5.2. Training of CNN
For evaluating the performance of the proposed method, we conducted the experiments with a two-fold cross validation. The database was randomly divided into two subsets, one for training and another for testing, and the process was repeated with these two subsets swapped. The overall performance was measured based on the average of the obtained results from two trials.
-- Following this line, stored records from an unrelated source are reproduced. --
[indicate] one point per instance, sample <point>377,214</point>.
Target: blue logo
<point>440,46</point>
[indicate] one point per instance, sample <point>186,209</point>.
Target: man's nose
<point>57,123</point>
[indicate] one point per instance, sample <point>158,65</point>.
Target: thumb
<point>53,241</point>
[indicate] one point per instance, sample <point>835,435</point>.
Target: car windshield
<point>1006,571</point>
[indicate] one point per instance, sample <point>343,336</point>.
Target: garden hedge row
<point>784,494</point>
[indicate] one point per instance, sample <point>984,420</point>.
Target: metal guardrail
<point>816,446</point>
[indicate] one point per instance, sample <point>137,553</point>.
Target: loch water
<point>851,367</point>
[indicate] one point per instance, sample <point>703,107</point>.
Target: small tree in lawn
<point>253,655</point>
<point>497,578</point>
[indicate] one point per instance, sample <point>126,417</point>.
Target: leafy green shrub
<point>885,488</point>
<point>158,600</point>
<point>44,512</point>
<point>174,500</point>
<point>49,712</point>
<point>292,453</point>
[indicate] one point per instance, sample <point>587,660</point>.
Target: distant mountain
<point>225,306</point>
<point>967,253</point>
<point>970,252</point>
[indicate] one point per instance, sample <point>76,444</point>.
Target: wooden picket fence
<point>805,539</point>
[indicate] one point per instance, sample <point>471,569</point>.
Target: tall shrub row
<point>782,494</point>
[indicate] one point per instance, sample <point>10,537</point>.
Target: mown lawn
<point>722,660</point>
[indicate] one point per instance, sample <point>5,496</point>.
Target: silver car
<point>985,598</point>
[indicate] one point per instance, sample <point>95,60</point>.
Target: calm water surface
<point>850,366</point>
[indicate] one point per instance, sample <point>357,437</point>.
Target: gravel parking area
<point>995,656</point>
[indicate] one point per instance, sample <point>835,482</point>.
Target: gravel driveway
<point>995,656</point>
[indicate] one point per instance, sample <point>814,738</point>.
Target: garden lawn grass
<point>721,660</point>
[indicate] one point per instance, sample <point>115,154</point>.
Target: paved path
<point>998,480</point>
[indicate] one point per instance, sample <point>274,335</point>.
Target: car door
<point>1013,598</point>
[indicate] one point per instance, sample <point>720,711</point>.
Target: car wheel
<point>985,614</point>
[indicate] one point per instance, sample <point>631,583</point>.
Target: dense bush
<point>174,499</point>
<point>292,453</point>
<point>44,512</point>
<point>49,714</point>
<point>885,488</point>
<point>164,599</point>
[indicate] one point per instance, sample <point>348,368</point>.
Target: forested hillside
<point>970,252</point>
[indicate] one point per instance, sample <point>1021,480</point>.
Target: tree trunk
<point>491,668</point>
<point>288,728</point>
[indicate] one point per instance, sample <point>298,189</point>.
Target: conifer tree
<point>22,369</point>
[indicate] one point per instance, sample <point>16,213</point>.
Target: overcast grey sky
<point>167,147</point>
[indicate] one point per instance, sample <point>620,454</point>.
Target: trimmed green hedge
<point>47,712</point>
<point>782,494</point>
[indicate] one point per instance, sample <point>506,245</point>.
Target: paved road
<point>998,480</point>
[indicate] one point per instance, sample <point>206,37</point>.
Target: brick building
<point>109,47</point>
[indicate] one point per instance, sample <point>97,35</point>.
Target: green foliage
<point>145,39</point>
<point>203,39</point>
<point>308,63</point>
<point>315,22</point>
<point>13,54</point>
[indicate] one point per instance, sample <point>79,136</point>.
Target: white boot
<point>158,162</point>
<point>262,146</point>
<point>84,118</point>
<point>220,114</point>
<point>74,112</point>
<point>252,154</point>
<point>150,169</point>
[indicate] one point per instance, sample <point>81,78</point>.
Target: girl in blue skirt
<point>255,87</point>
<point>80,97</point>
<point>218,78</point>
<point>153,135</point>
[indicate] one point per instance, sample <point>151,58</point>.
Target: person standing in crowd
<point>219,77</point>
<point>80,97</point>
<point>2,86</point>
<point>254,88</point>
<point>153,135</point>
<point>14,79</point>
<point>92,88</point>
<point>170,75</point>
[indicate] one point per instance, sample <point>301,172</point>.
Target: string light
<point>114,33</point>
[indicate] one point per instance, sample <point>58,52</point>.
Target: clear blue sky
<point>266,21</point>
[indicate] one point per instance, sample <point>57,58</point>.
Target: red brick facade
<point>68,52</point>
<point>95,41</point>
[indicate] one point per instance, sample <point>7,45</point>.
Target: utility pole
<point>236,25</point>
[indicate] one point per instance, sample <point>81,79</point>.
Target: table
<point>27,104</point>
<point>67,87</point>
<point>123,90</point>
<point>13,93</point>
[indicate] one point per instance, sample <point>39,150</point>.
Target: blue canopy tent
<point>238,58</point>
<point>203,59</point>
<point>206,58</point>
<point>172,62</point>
In the first experiments for training the CNN, we trained the network model on each subset of the two-fold cross validation, and saved the trained models for testing in the remaining subsets of the next experiments. As the CNN models were trained from scratch, we performed data augmentation to increase the amount of data used in the training process for generalization and avoiding overfitting [
17]. The training data was expanded using the boundary cropping method [
2], i.e., the boundaries of the original image in the training subset was randomly cropped in the range of 1–7 pixels. This type of data augmentation has been widely used in previous research [
21]. With the various augmenting factors, the number of banknotes in each national currency and each class of fitness were increased to be relatively comparable, as shown in
Table 3. We performed the CNN training using MATLAB (MathWorks, Inc., Natick, MA, USA) [
27] on a desktop computer with the following configuration: Intel
® Core™ i7-3770K CPU @ 3.50 GHz [
28], 16 GB DDR3 memory, and NVIDIA GeForce GTX 1070 graphics card (1920 CUDA cores, 8 GB GDDR5 memory) [
29]. The training method is the stochastic gradient descend (SGD), in which the network weights are updated based on batches of data points at a time [
26], with the parameters set as follows: the training epoch number is 100, the learning rate is initialized at 0.01 and reduced with the factor of 0.1 at every 20 epochs, and the dropout factor
p in Equation (4) is set to 50%.
Figure 7 shows the graphs of accuracy and batch loss of the training process on the two subsets of training data in the two-fold cross-validation method.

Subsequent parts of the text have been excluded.